The Void is a masterpiece of a tribute to Simon Stalenhag. Jakob Keudal set out on his ambitious project and assembled a team to help him create this beautiful environment. With it being only his 2nd time using Unreal Engine 4, dive into this breakdown to read his though process and how he handled everything.

Introduction

Hey, my name is Jakob, a fresh-out-of-uni 3D artist currently living in Berlin.

I was born and raised in Kiel, very close to the Baltic sea. I spent a lot of time on the water and in the outdoors but was mostly interested in drawing and sketching stuff.

Being an avid gamer, this artsy interest or hobby quickly developed into a passion for game art. Around the age of 17 I knew that I wanted to get into the games and visual arts industry.

While only tinkering with 3D tools such as Maya at the very beginning, the more I learned about creating 3D models, the more fascinated I got. During my studies, this fascination grew into absolute love for 3D environment art.

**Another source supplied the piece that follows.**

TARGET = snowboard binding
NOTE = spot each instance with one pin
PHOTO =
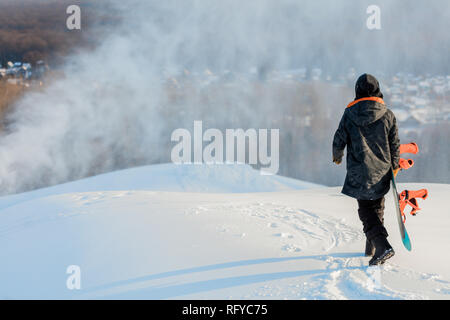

Inspiration for The Void and the Team

This project came to be because of so many different factors. During my studies, I worked as a Technical Specialist for Quixel (creators of the good old Quixel Suite 2 and now Megascans). Their lead artist Wiktor Öhman started to put out these amazing UE4 scenes, based on illustrations from Simon Stålenhag. They blew me away. Then I looked into the original illustrations and was blown away even more. I was so intrigued by Stålenhags world building, mood, colors, visual oddities etc that I wanted to capture something similar in my first UE4 project. That project – limited to 3 months, solo university assignment – was just not successful in doing Stålenhag’s works justice. It was alright and I learned a lot, but it was nothing special at all. But it left the desire to really do something with the source material. Later in my studies we were informed that we were allowed to create practical projects for our Bachelor thesis. As soon as I got that information, I couldn’t get rid of the thought to do an all-out, guns-blazing, Stålenhag inspired project.

Scene Breakdown

Scene Breakdown

Scene Breakdown

Scene Breakdown

Scene Breakdown

Scene Breakdown

By then, I met a lot of good friends and great artists who I intended to get on this project. Both Alexander Delagrange and Shana Vandercruysse are amazing 3D artists. Their expertise in character art made them the perfect match in my eyes to help out with the corpse. Robert Hunecke has many years of experience under his belt, especially when it comes to building teams, establishing workflows and more technical tasks such as rigging. Anton Aklin has some magic ears and a great talent for composing music while David Grundmann was super knowledgeable and helpful when it came to voice recording. Last but not least, I stumbled upon Sids YouTube Channel a while back. His voice struck me as super smooth yet deep and expressive, with a bit of emotional grit behind it. They all agreed to helping me out with this project without any hesitation and I do have to stress again how incredibly grateful I am to have had these amazing friends and talented artists willingly subject themselves to my inexperienced will.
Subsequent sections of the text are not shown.